In Mexico, Eight Out of 10 People Consume Counterfeit ProductsBy Alessa Flores | Tue, 09/01/2020 - 14:11
According to the report "Piracy: Understanding the Shadow Market in Mexico," prepared by the American Chamber of Commerce of Mexico (AMCHAM), it is estimated that eight out of every ten people in Mexico consume counterfeit products, costing almost MX$43 billion (US$1.98 billion) annually to the Mexican economy. Meanwhile, the OECD estimates that counterfeit goods already account for 3.3 percent of world trade and will continue to grow in the coming years.
AMCHAM revealed that piracy is growing in Mexico for different reasons, one of them is that people seek to buy illegal merchandise because it is cheaper than the original product. It also explains that these products are sold and/or distributed at places without regulation and control from authorities. For this reason, the strategy to fight piracy must be accompanied by consumer education and regulation of markets, flea markets and other similar establishments, explains the chamber.
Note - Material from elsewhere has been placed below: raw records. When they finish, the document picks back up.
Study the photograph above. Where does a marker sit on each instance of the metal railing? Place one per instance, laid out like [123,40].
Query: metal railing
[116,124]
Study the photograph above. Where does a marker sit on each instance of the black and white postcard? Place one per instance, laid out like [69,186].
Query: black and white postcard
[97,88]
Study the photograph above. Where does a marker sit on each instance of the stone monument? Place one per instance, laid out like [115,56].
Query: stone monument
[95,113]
In July, AMCHAM published the report “Piracy in Mexico: Diagnosis of Supply and Institutional Actions” where the chamber explained that "piracy is a phenomenon that is present in practically all commercial sectors in Mexico and is constantly evolving thanks to technological changes.” Initially, the Mexican Institute of Industrial Property (IMPI) found out that medicines, electronic devices, perfumes, sports goods, shoes and clothing were the main counterfeit products in Mexico. Yet, both IMPI and ANCHAM agree that piracy has spread from the sale and distribution of luxury brands to volume sectors, including the pharmaceutical industry.
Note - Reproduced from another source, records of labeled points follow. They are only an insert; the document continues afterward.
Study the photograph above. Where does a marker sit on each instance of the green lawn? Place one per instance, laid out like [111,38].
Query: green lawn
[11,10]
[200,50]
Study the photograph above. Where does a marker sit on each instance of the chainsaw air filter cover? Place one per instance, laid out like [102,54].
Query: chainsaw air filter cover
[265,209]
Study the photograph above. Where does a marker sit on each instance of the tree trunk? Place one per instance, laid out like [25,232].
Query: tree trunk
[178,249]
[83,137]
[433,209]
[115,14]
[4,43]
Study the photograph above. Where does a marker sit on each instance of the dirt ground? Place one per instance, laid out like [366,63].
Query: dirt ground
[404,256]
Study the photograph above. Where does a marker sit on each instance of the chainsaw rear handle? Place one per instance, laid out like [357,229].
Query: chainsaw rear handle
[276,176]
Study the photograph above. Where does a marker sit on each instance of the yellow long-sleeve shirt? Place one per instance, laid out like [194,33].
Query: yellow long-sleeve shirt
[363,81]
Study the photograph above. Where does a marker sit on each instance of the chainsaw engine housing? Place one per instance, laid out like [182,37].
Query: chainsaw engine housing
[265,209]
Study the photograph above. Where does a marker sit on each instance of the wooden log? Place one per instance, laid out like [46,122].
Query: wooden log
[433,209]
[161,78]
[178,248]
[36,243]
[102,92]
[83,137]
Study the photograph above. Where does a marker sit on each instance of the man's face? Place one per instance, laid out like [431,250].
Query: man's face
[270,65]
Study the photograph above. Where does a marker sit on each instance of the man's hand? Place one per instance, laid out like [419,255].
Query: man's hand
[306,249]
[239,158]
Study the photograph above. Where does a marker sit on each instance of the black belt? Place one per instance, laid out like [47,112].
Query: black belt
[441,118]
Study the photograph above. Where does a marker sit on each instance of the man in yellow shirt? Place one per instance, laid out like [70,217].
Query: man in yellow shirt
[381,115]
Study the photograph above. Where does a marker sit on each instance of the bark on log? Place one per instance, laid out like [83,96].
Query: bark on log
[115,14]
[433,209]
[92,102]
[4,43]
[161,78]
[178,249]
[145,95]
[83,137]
Francisco Rivas, Director of the National Citizen Observatory (ONC), informed Expansión that 52 percent of the markets dedicated to piracy are located in Mexico City and Jalisco. Among them are the iconic Tepito neighborhood, Central de Abasto, Plaza de la Tecnología, Plaza Meave, Plaza Centro Teresa and Bazar Pericoapa in Mexico City, while in Jalisco the San Juan de Dios Market, El Santuario, Central de Abasto and Plaza de la Tecnología stand out. Rivas also explained to Expansión that piracy has evolved to such a degree that it is increasingly within the reach of people without them knowing about it. "The market has diversified to such an extent that there are medicines, medical equipment, agricultural products, car parts, toys and even food products that pose a serious risk to health,” said Rivas.
While the COVID-19 pandemic has slowed Mexico's economy, it has unfortunately not stopped counterfeit drug distribution. In early August, COFEPRIS warned about the sale of a counterfeit drug that was used to treat COVID-19 and that was recently revealed not to work against this new virus. The counterfeit medicine was RoActemra® (Tocilizumab) and like this, COFEPRIS assures there are many counterfeit medicines sold in Mexico.
According to the US Trade Representative's (USTR) Office's Special 301 Report, Mexico is one of the US’ trading partners with the most concerns about IP issues. The USTR classifies 33 countries in two lists: Priority Watch List or Watch List. Mexico appears in the latter list, together with countries such as Bolivia, Colombia, Turkey and Peru, which makes it a country subject to monitoring due to the risk of IP becoming a more urgent matter.